Cada nuevo disco suyo se convertía en rotundo éxito, y memorables son sus presentaciones, algunas de ellas verdaderamente apoteósicas y multitudinarias, como cuando en 1986 logró reunir, en el estadio de Lima, a más de cien mil personas.

Su vida estuvo signada siempre por la tragedia: la muerte de su madre, la de su hermano; el asesinato de su suegra y el de su hijo de 17 años (hecho del que nunca se recuperaría), su caída del noveno piso del hotel Regency en San Juan de Puerto Rico (no se sabrá nunca si voluntaria, accidental o provocada por alguien más); además de su fatal adicción a las drogas que, según algunas versiones, le llevó al mundo del SIDA luego de una dosis intravenosa. Esta última versión, la del sida, es todavía negada por muchos de sus fanáticos.

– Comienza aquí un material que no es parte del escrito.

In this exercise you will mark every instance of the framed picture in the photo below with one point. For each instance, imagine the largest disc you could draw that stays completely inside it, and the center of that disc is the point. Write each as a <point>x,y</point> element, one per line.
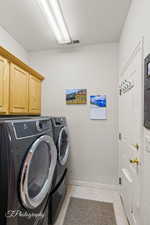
<point>98,104</point>
<point>76,96</point>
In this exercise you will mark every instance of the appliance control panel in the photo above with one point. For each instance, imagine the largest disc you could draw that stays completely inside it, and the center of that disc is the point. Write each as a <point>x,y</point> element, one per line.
<point>31,128</point>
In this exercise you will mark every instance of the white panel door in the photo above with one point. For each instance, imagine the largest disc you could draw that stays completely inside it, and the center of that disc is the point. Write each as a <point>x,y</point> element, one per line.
<point>130,128</point>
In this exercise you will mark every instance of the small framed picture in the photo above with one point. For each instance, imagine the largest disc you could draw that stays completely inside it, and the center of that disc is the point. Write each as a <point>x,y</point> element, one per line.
<point>76,96</point>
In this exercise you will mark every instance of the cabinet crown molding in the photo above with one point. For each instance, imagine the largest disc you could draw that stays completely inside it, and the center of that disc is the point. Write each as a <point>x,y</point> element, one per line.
<point>11,58</point>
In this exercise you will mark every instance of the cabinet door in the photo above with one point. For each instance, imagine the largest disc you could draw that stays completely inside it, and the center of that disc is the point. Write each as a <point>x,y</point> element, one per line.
<point>18,90</point>
<point>34,95</point>
<point>4,85</point>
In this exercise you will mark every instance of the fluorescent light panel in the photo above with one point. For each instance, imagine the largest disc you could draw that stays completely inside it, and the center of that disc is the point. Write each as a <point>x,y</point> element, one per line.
<point>52,11</point>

En marzo de 1993, un maltratado Héctor hemipléjico del lado izquierdo de su rostro, cojeando de la pierna izquierda, hace su reaparición en el escenario del club Las Vegas, en Manhattan. El esfuerzo del cantante se pudo apenas apreciar en las pocas canciones que pudo cantar debido a su parálisis facial. Pero no era El Cantante; eran rezagos de él. El final del hombre no tardaría en llegar meses después de esta presentación, un martes 9 de junio de 1993. Héctor tenía 46 años. Los médicos del hospital Saint Claire de Nueva York certificaron su deceso. Entre el Terence Hospital y el Saint Claire transcurrieron sus últimos días, casi ya sin dinero y ayudado económicamente por sus amigos.lavoe

Miles de seguidores fueron a darle el último adiós hasta la funeraria. Hasta allí llegaron también Johnny Pacheco, Andy Montañez, Gilberto Santa Rosa, Rubén Blades y Celia Cruz. Willie Colón llegaría para el entierro. La gente escuchaba sus canciones y le daba vivas y palmas en las calles. Casi una década después de su deceso, en el año 2002, los restos del Cantante de los Cantantes, fueron finalmente sepultados en  Ponce, Puerto Rico, donde su gente le daría el adiós definitivo. Este viernes, 30 de septiembre, La Voz habría cumplido 70 años.